Catarina não conseguia avaliar bem o tamanho só de vista, mas ela pensou que não era muito mais longo do que o dela, embora possivelmente mais grosso. Tinha as bolas penduradas abaixo do pénis, rosadas e sem pelos.
A cena toda provocava água na boca, ela queria provar, sentir dentro da sua boca, tocar, acariciar, amar aquele pénis.
André moveu-se em direção à cama, mas Catarina também se moveu. Encontraram-se a meio do caminho, de quatro na beira da cama, uma mão estendida e agarrando a erecção. Ela puxou-o para perto e começou a lamber o pénis avidamente, começando pela cabeça rosada e trabalhando até à raiz peluda.
Esta era a sua primeira vez, e ela estava a usar mais entusiasmo do que habilidade, mas certamente tinha algum talento natural também, ou apenas uma memória muito boa do que o André tinha acabado de fazer com o seu pénis.
Tânia riu, nem um pouco chateada por ter sido abandonada pelo seu amor, trocada pelo pénis do menino brinquedo André. Ela acercou-se da morena ajoelhada e começou a acariciar as suas costas e nádegas. Deslizou uma mão em torno de sua cintura para o seu pénis balançando-o com força e acariciou-o.
Ela deitou-se de costas e deslizou para baixo da Catarina esticando o pescoço abocanhou o pénis que balançava com os seus lábios e chupou nele. Catarina suspirou, gemeu e deslizou os joelhos, abaixando os quadris para facilitar a tarefa da Tânia. Tânia engoliu mais do pénis e deslizou a mão para baixo para a sua própria virilha, continuando a estimulação que a Catarina tinha começado durante o show.

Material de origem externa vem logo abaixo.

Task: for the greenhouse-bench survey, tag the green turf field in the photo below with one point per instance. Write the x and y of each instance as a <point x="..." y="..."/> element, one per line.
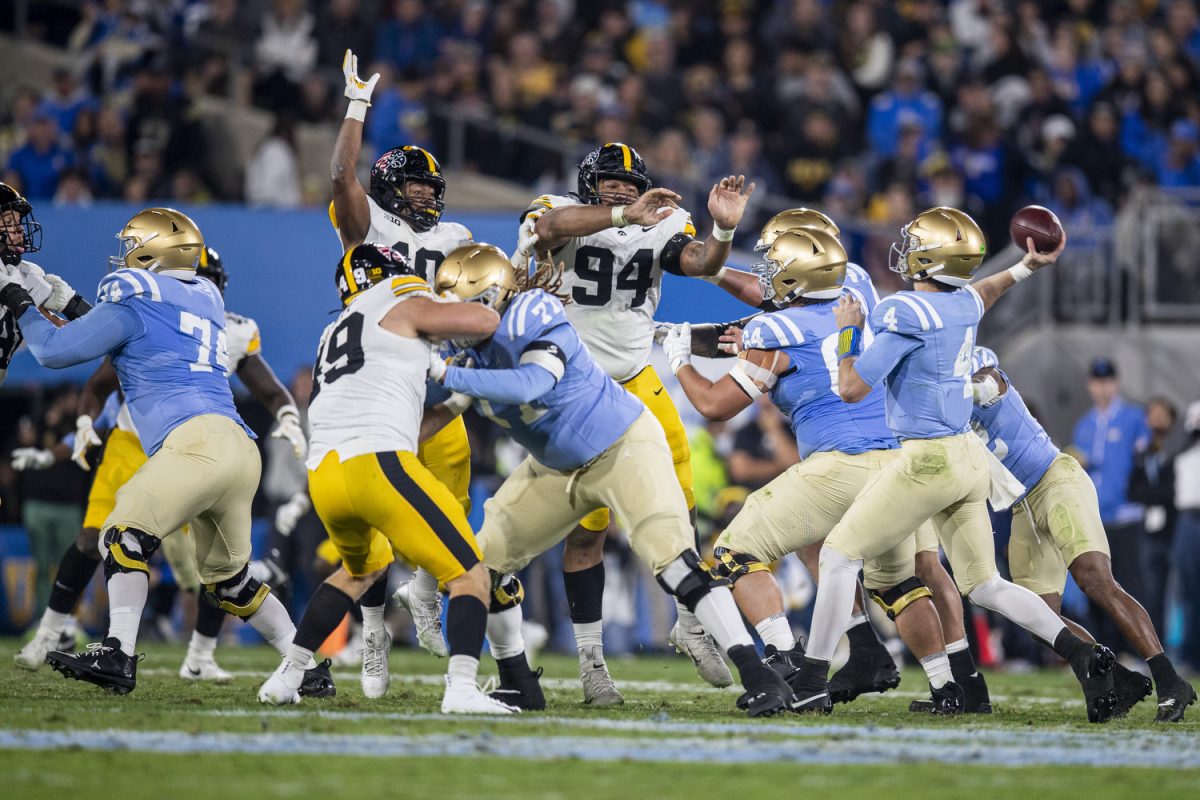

Catarina lambeu o pénis de André para baixo e depois para cima enquanto Tânia a lambia. Abriu os lábios e levou o pénis do André para a sua boca. Ela provou bem, neutro, excepto ter um travo de sal na ponta. Lamber e sentir o toque correspondia ao prazer e tinha sido muito excitante, mas agora, ela queria saber era sentir o pénis na sua boca. Ela começou a deslizar os lábios descendo cada vez mais, sentindo a pele dele a mover-se sobre os seus lábios e dentes, moveu a língua ao redor e sobre a haste até que a sua boca ficou muito cheia para mover a língua. Ela tomou o suficiente para sentir a cabeça contra o fundo da sua boca, e ela viu que pénis tinha muito mais para poder engolir. Ela empurrou a cabeça para a frente de novo, achatando a sua língua e tentando levar o pénis para dentro de garganta como ela tinha visto nas fotos e lido. Mas, como ela sentia a cabeça na parte de trás da boca e contra a parte de trás da língua, aquele desejo irresistível atingiu o seu estômago que parecendo se rebelar, enviou um espasmo até a garganta. Ela se afastou e pensou:
- Então isto é que é o reflexo do vómito, vou ter que praticar para conseguir fazer isto, mas não agora ...
Ela acariciou com os dedos o tufo de pelos do André enquanto se afastava mais, maravilhada com a maciez dos seus pelos púbicos.